Walt threatens Steve with harm to Anne if Steve does not turn himself into the police for the murder.  Instead, Steve takes Anne on the lam.  Al is eventually sentenced to the death penalty.

When Steve gets Anne settled with her relatives in the country, he finally does report his involvement to police inspector Louis Ferrari (Jason Robards Sr.), who does not believe his tale.  He lets Steve go anyway in hopes he will lead him to ringleader Radak.  Now Steve and Anne find themselves relentlessly pursued by both the police and the bad guys.

The movie is only 75-minutes long but manages to lose steam between its dynamic opening and tense closing.  As usual the best thing about it is Raymond Burr’s intensely menacing villain.  Robards Senior is also very good as the sarcastic cop.  There are some really masterful flourishes in the camerawork.

https://www.youtube.com/watch?v=s3wfy8ociHU

Clip – check out that swinging lightbulb.  You don’t get much more classic noir than this.

 

Angel and the Badman (1947)

Angel and the Badman
Directed by James Edward Grant
Written by James Edward Grant
1947/USA
John Wayne Productions/Patnel Productions
First viewing/Netflix Rental

[box] Territorial Marshal Wistful McClintock: You know, Quirt, I always figured on using a new rope when hangin’ you… because I kind of respected ya.
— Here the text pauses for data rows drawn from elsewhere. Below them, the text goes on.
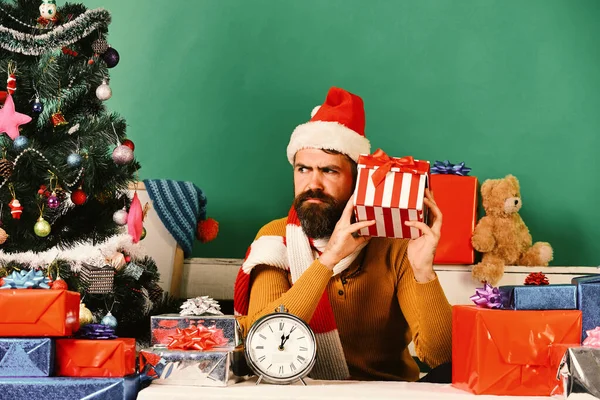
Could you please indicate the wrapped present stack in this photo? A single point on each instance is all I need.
(390, 191)
(526, 340)
(193, 348)
(45, 354)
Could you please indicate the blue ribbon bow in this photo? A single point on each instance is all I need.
(447, 168)
(25, 279)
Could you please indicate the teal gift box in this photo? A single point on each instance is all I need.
(22, 357)
(126, 388)
(588, 301)
(542, 297)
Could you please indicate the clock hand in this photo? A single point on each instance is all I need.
(282, 341)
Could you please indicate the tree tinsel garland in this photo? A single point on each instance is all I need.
(64, 35)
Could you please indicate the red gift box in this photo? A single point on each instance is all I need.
(95, 358)
(508, 352)
(456, 196)
(390, 191)
(38, 312)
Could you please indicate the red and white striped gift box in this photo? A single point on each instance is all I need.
(393, 196)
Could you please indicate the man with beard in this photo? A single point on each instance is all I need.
(365, 298)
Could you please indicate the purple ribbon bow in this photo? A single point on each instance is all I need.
(96, 331)
(487, 296)
(447, 168)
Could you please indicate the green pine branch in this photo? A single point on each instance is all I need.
(64, 35)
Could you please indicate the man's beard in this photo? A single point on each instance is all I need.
(318, 219)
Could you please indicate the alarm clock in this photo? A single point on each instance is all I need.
(280, 348)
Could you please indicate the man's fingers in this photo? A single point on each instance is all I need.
(347, 214)
(355, 227)
(423, 227)
(437, 215)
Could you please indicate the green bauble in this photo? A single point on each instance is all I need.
(42, 227)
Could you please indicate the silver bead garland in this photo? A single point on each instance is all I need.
(70, 185)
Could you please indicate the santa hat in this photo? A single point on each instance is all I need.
(338, 124)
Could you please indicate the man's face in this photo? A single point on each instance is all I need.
(323, 184)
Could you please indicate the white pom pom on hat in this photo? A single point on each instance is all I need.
(338, 124)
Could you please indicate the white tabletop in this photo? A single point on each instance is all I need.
(326, 390)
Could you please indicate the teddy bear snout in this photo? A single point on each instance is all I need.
(512, 205)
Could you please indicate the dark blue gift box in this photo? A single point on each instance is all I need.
(26, 357)
(70, 388)
(542, 297)
(588, 301)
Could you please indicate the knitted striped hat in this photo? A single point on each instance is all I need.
(181, 206)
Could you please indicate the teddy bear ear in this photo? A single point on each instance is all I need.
(513, 181)
(487, 187)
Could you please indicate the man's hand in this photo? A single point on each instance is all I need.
(422, 250)
(342, 242)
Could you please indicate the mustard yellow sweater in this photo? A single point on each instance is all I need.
(379, 308)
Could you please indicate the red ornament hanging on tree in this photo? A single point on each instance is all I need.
(78, 197)
(207, 230)
(129, 144)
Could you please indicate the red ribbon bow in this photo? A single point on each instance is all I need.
(197, 338)
(386, 163)
(536, 278)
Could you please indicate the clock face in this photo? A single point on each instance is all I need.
(281, 348)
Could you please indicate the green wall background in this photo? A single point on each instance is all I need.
(212, 90)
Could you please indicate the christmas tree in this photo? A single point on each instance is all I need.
(66, 167)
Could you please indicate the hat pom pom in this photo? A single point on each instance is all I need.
(314, 111)
(207, 230)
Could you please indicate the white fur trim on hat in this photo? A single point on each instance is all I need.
(327, 135)
(314, 111)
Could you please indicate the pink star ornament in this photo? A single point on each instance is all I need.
(10, 119)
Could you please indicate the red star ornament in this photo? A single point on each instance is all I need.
(10, 119)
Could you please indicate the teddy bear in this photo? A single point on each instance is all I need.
(501, 235)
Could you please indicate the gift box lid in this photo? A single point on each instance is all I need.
(12, 300)
(542, 297)
(578, 280)
(94, 353)
(517, 336)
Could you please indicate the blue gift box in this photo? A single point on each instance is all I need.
(588, 301)
(26, 357)
(542, 297)
(70, 388)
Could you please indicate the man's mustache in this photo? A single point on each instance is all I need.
(314, 194)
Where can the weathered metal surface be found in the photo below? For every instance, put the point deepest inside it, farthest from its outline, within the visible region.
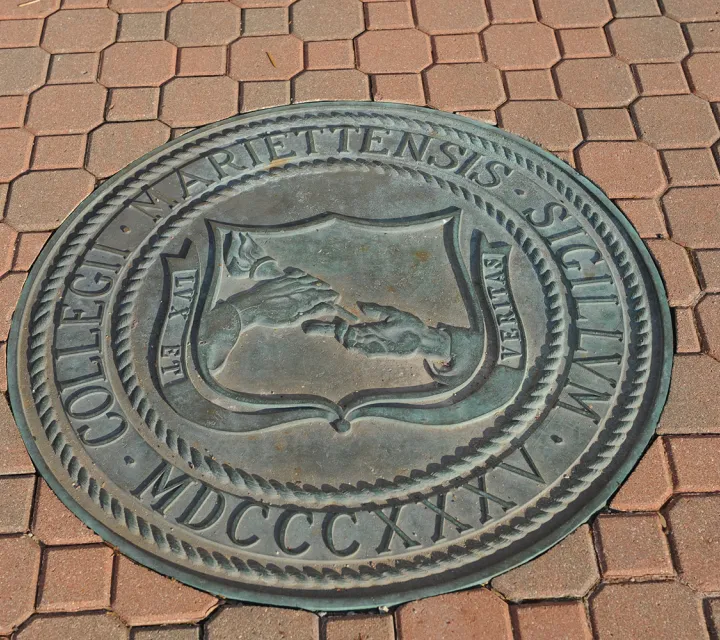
(340, 355)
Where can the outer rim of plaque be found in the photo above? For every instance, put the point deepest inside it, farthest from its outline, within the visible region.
(360, 598)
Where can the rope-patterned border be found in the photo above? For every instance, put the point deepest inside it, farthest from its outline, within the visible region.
(602, 452)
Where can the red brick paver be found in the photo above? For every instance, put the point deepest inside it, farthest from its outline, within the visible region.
(626, 90)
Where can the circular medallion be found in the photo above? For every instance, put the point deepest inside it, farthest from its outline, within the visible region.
(340, 355)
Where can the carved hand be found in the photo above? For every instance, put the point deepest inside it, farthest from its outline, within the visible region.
(285, 300)
(394, 333)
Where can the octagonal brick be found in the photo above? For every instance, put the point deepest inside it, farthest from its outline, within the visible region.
(15, 148)
(143, 597)
(66, 109)
(464, 87)
(79, 626)
(648, 39)
(203, 24)
(694, 216)
(19, 566)
(521, 46)
(41, 200)
(115, 145)
(22, 70)
(451, 16)
(327, 19)
(82, 30)
(675, 122)
(703, 69)
(138, 64)
(142, 6)
(567, 570)
(263, 622)
(266, 58)
(623, 169)
(652, 610)
(190, 102)
(550, 123)
(595, 82)
(567, 14)
(393, 51)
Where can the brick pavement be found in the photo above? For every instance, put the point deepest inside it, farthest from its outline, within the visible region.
(627, 91)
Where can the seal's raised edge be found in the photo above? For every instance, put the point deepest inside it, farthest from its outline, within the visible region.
(336, 601)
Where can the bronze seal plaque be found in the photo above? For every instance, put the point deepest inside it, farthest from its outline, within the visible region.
(340, 355)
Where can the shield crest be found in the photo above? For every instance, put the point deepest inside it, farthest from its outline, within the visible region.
(337, 317)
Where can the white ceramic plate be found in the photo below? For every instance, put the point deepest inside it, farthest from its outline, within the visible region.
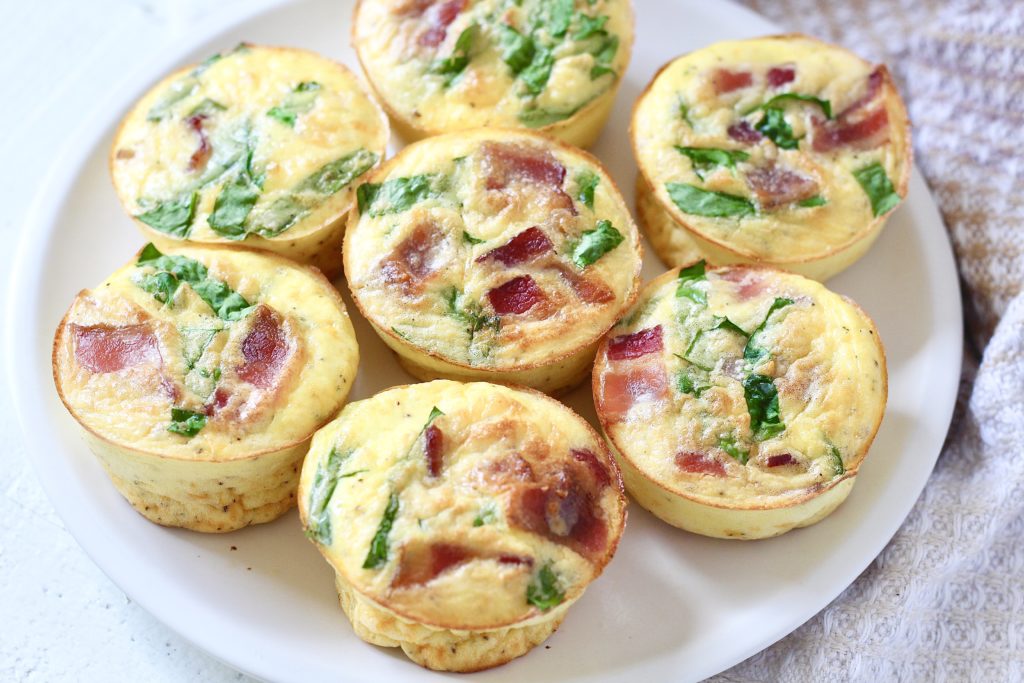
(671, 605)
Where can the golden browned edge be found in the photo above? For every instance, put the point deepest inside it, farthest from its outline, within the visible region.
(495, 133)
(413, 132)
(598, 564)
(328, 222)
(811, 492)
(895, 107)
(58, 336)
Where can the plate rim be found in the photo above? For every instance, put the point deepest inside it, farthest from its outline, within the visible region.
(66, 169)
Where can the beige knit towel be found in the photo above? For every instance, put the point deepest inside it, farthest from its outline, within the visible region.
(945, 600)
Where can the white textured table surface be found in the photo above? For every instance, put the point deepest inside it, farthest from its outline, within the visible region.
(64, 620)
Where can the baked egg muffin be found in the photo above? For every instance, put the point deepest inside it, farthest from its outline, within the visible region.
(445, 66)
(781, 151)
(739, 400)
(493, 255)
(259, 145)
(200, 376)
(462, 520)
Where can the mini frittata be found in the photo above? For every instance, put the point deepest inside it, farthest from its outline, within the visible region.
(260, 145)
(493, 255)
(740, 401)
(444, 66)
(200, 376)
(781, 151)
(462, 520)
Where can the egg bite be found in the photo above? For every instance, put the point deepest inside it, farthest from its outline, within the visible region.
(462, 520)
(445, 66)
(495, 255)
(199, 377)
(739, 400)
(781, 151)
(259, 145)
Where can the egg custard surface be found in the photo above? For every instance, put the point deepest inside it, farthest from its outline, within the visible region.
(781, 151)
(493, 254)
(199, 376)
(452, 65)
(739, 400)
(258, 144)
(462, 520)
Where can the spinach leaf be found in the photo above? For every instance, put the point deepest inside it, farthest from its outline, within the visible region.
(325, 481)
(731, 446)
(452, 66)
(517, 49)
(762, 403)
(590, 26)
(705, 159)
(587, 182)
(817, 200)
(185, 422)
(879, 188)
(543, 591)
(595, 244)
(754, 352)
(170, 271)
(688, 280)
(379, 546)
(300, 100)
(173, 216)
(794, 96)
(397, 195)
(697, 202)
(774, 126)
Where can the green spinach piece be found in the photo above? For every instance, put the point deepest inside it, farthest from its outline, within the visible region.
(697, 202)
(379, 546)
(186, 423)
(595, 244)
(587, 181)
(300, 100)
(762, 403)
(879, 187)
(543, 591)
(705, 159)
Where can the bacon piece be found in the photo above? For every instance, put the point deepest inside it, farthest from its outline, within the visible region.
(868, 132)
(421, 563)
(636, 344)
(775, 185)
(780, 76)
(202, 155)
(562, 509)
(595, 466)
(264, 348)
(742, 131)
(727, 81)
(516, 296)
(524, 247)
(639, 383)
(699, 463)
(433, 445)
(108, 348)
(780, 460)
(442, 15)
(590, 290)
(414, 259)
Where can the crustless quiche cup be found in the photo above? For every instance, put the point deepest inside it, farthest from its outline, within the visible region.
(780, 151)
(493, 255)
(200, 376)
(444, 66)
(260, 145)
(740, 401)
(462, 520)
You never took the best of things and all your men went down looking at ya.[/box]

Sometimes a rather corny old-time Western is just what the doctor ordered.

The wonderfully named Quirt Evans (John Wayne) is a famous gunslinger.  He gets wounded in a showdown and is rescued by the Worths, a Quaker family, who take him home and nurse him back to health.  The Penelope (Gail Russell), the daughter of the house, instantly falls in love with her patient and frankly tells him so the minute he is back on his feet.  Quirt has been a hard-drinking hard-loving rapscallion but the simple, loving ways of the family begin to win him over.

At the same time, Quirt is under threat from his long-time enemy Laredo Stevens (Bruce Cabot).  The local marshall (Harry Carey) is always hanging around predicting that Laredo will end up shot dead and Quirt will end up hanged or vice versa.  The local doctor keeps warning the family that Quirt is bad news.  But Penelope persists.  Can she reform her wild man?

This is just a nice, romantic Western to watch on a Saturday afternoon.  Some of the screenwriting is a tad overdone but nothing terrible.  All the performances are good.  I especially liked Harry Carey as the Marshall of Doom.